Nie było żadnych wątpliwości. Tytuł dla Igi Świątek, kolejny w tym roku

Iga Świątek jak na razie w tym 2025 roku, a właściwie od wyjazdu do Kataru nie prezentuje swojej najwyższej formy. Polka nie jest w stanie wygrać żadnego z trofeów, nie udało się jej także obronić pucharów w Katarze i Indian Wells sprzed roku. Mimo tego okazuje się, że raszynianka i tak dokłada do swojego CV kolejne osiągnięcia. Profil TennisBakery na portalu X przekazał, że Polka w marcu najczęściej “sprzedawała” rywalkom “bagietki albo bajgle”.
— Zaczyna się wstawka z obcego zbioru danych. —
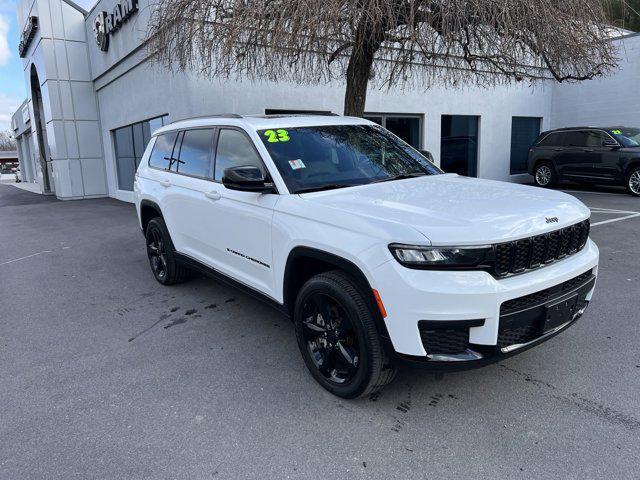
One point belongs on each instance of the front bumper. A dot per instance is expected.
(495, 318)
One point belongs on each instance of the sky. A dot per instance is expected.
(12, 89)
(12, 85)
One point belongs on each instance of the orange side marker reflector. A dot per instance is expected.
(383, 312)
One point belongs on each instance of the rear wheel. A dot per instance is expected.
(338, 338)
(544, 174)
(164, 265)
(633, 181)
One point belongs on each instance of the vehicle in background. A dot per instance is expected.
(588, 155)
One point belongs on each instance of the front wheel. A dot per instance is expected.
(164, 265)
(338, 339)
(633, 181)
(544, 174)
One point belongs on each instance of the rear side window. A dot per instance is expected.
(595, 138)
(552, 140)
(235, 149)
(162, 153)
(575, 138)
(195, 153)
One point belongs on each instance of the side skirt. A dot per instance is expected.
(221, 277)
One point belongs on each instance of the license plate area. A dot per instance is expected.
(560, 312)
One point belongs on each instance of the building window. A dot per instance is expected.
(524, 132)
(129, 143)
(459, 144)
(407, 127)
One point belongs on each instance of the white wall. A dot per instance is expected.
(144, 91)
(59, 53)
(608, 101)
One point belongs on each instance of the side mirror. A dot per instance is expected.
(610, 142)
(246, 179)
(427, 155)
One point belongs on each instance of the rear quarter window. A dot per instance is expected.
(163, 151)
(551, 140)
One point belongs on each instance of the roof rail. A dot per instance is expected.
(215, 115)
(286, 115)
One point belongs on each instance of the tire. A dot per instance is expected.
(633, 182)
(326, 350)
(545, 175)
(166, 269)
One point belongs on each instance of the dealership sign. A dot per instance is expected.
(105, 24)
(27, 36)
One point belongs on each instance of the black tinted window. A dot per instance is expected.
(594, 138)
(195, 153)
(552, 140)
(163, 150)
(235, 149)
(575, 138)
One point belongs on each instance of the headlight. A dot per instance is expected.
(442, 257)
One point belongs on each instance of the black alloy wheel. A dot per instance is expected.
(331, 340)
(166, 269)
(157, 254)
(338, 338)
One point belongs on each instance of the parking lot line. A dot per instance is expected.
(611, 211)
(24, 258)
(616, 219)
(586, 191)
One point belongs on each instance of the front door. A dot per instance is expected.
(605, 158)
(239, 223)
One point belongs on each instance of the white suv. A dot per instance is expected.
(377, 256)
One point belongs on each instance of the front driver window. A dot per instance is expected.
(235, 149)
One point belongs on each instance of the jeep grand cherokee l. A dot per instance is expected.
(377, 256)
(590, 155)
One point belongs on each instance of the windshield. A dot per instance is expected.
(336, 156)
(628, 137)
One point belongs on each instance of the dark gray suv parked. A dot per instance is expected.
(606, 156)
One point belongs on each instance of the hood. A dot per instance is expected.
(454, 210)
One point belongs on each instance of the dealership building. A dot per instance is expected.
(94, 98)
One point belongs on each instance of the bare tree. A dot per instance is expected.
(389, 42)
(7, 142)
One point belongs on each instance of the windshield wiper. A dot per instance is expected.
(330, 186)
(401, 176)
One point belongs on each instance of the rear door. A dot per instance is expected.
(571, 159)
(239, 223)
(548, 148)
(604, 156)
(185, 203)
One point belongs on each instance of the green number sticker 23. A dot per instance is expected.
(275, 136)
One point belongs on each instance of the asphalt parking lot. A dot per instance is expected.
(106, 374)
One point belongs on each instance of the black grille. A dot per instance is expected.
(517, 335)
(537, 298)
(533, 252)
(449, 341)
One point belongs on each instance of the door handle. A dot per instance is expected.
(213, 195)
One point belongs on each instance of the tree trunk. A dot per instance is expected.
(368, 40)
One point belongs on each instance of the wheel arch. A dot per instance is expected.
(633, 163)
(305, 262)
(148, 211)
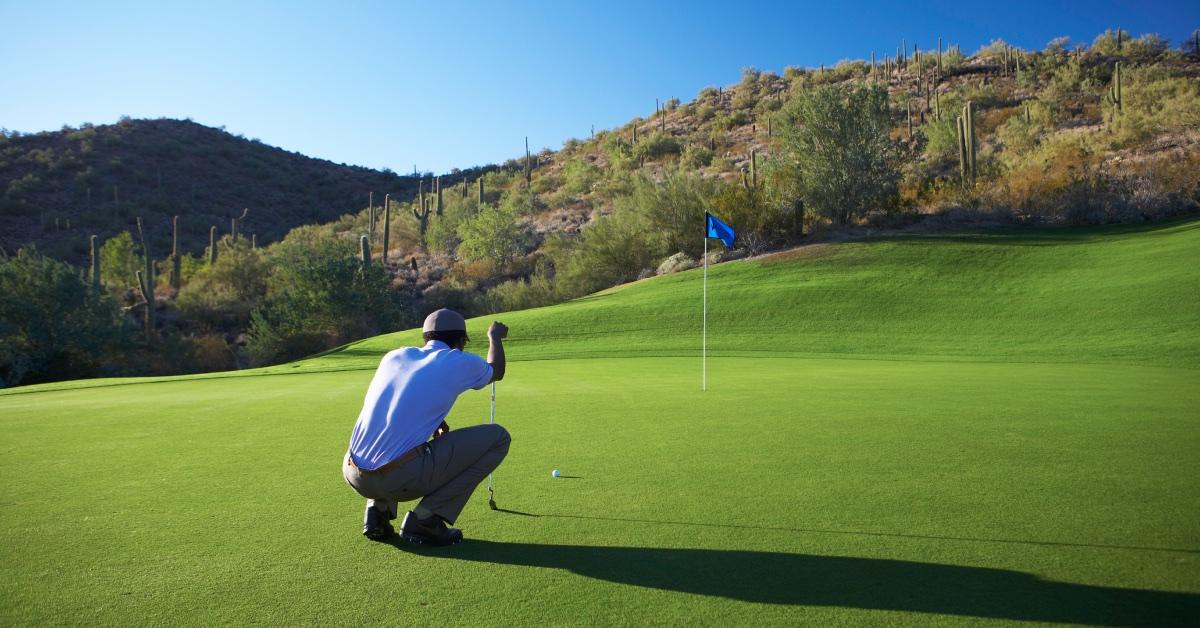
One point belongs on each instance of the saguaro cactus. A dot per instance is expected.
(145, 281)
(421, 213)
(528, 171)
(967, 151)
(95, 265)
(420, 192)
(437, 186)
(177, 267)
(1115, 88)
(387, 226)
(371, 216)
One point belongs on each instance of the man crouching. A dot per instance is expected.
(391, 458)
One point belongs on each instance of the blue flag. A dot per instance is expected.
(719, 229)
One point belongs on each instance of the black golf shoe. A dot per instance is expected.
(376, 525)
(432, 531)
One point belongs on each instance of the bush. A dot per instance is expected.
(579, 177)
(696, 156)
(227, 292)
(52, 326)
(318, 297)
(657, 145)
(609, 251)
(672, 210)
(676, 263)
(493, 235)
(538, 291)
(835, 144)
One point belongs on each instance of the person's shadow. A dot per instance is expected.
(799, 579)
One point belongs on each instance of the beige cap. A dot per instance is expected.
(444, 321)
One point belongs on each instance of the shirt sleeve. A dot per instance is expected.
(479, 372)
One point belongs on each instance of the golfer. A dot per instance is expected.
(393, 458)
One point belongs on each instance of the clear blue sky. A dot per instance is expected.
(456, 84)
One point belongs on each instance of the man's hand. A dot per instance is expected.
(496, 334)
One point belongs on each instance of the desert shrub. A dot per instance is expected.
(1155, 103)
(672, 210)
(544, 183)
(227, 292)
(495, 235)
(607, 251)
(119, 261)
(537, 291)
(696, 156)
(319, 295)
(762, 215)
(736, 118)
(579, 177)
(442, 233)
(1018, 135)
(676, 263)
(210, 352)
(53, 327)
(657, 145)
(1036, 180)
(621, 154)
(834, 142)
(455, 295)
(1107, 42)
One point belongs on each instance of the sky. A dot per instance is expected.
(438, 85)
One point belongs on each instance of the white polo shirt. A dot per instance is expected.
(411, 394)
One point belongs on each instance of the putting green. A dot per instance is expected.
(918, 430)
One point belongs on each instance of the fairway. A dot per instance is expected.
(917, 430)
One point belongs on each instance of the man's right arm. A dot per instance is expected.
(496, 335)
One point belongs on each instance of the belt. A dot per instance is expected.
(412, 454)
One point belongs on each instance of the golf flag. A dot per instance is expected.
(720, 231)
(713, 228)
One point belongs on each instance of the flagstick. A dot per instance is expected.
(703, 335)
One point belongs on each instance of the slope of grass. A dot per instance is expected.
(1025, 450)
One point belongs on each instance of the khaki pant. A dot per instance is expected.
(443, 477)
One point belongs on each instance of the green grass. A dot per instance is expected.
(922, 430)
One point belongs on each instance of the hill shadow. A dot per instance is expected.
(870, 584)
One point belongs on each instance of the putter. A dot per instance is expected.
(491, 490)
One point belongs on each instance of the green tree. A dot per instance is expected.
(672, 210)
(493, 234)
(52, 326)
(227, 292)
(319, 295)
(609, 251)
(834, 142)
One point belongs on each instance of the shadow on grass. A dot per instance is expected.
(873, 584)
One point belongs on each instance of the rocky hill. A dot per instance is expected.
(59, 187)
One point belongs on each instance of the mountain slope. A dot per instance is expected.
(1105, 294)
(59, 187)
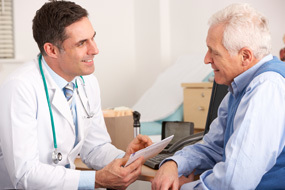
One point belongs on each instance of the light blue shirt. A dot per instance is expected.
(257, 140)
(87, 178)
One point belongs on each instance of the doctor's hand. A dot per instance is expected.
(140, 142)
(115, 176)
(166, 177)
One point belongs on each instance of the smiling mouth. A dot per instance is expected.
(88, 61)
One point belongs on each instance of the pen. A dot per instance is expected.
(136, 117)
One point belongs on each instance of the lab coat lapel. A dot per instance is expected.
(58, 100)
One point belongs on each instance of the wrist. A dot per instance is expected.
(98, 182)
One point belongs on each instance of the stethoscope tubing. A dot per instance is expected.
(48, 101)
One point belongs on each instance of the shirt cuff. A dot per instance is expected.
(87, 180)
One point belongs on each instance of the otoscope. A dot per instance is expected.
(136, 116)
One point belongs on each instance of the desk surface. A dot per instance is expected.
(146, 175)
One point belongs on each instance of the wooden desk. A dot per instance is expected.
(196, 103)
(146, 175)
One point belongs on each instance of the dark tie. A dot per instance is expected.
(68, 92)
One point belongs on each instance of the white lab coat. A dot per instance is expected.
(26, 141)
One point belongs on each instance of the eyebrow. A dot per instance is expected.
(84, 40)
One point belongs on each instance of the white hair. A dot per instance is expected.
(244, 27)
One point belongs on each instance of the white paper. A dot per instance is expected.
(149, 151)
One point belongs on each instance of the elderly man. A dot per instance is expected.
(244, 148)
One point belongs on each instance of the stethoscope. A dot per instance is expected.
(57, 156)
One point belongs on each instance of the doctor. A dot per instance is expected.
(41, 133)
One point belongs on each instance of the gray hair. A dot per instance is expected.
(244, 27)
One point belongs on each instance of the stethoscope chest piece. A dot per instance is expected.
(56, 157)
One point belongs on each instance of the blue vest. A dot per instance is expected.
(275, 177)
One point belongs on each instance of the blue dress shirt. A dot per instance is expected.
(257, 140)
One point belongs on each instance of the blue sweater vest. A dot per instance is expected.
(275, 177)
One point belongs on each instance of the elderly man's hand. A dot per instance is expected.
(140, 142)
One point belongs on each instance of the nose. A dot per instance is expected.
(208, 59)
(93, 49)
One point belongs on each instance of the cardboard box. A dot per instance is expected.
(121, 130)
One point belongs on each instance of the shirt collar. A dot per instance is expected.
(61, 82)
(243, 79)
Iga Świątek nie przeżywa najlepszego czasu w swojej karierze. To wydaje się absolutnie jasne i oczywiste. Polka w nowy rok weszła naprawdę dobrze, bo na szybkich kortach w Australii potrafiła pokazać, że współpraca z Wimem Fissettem może przynieść bardzo dobre owoce. Sama Świątek była bardzo zadowolona z tego, co zaprezentowała w Sydney, gdzie udało jej się pokonać Jelenę Rybakinę właśnie na niezwykle szybkiej nawierzchni, co wydawało się sporym osiągnięciem.
Następne miesiące udowodniły jednak, że Kazaszka daleka jest od swojej najwyższej formy, co nieco zmienia perspektywę i spojrzenie na tamto spotkanie. Sama Świątek w Australian Open pokazała z kolei, że wszystko zmierza w naprawdę dobrą stronę. Półfinał na kortach w Melbourne również uważany był za sukces, bo ta impreza nigdy nie należała do jej ulubionych właśnie ze względu na szybkość nawierzchni.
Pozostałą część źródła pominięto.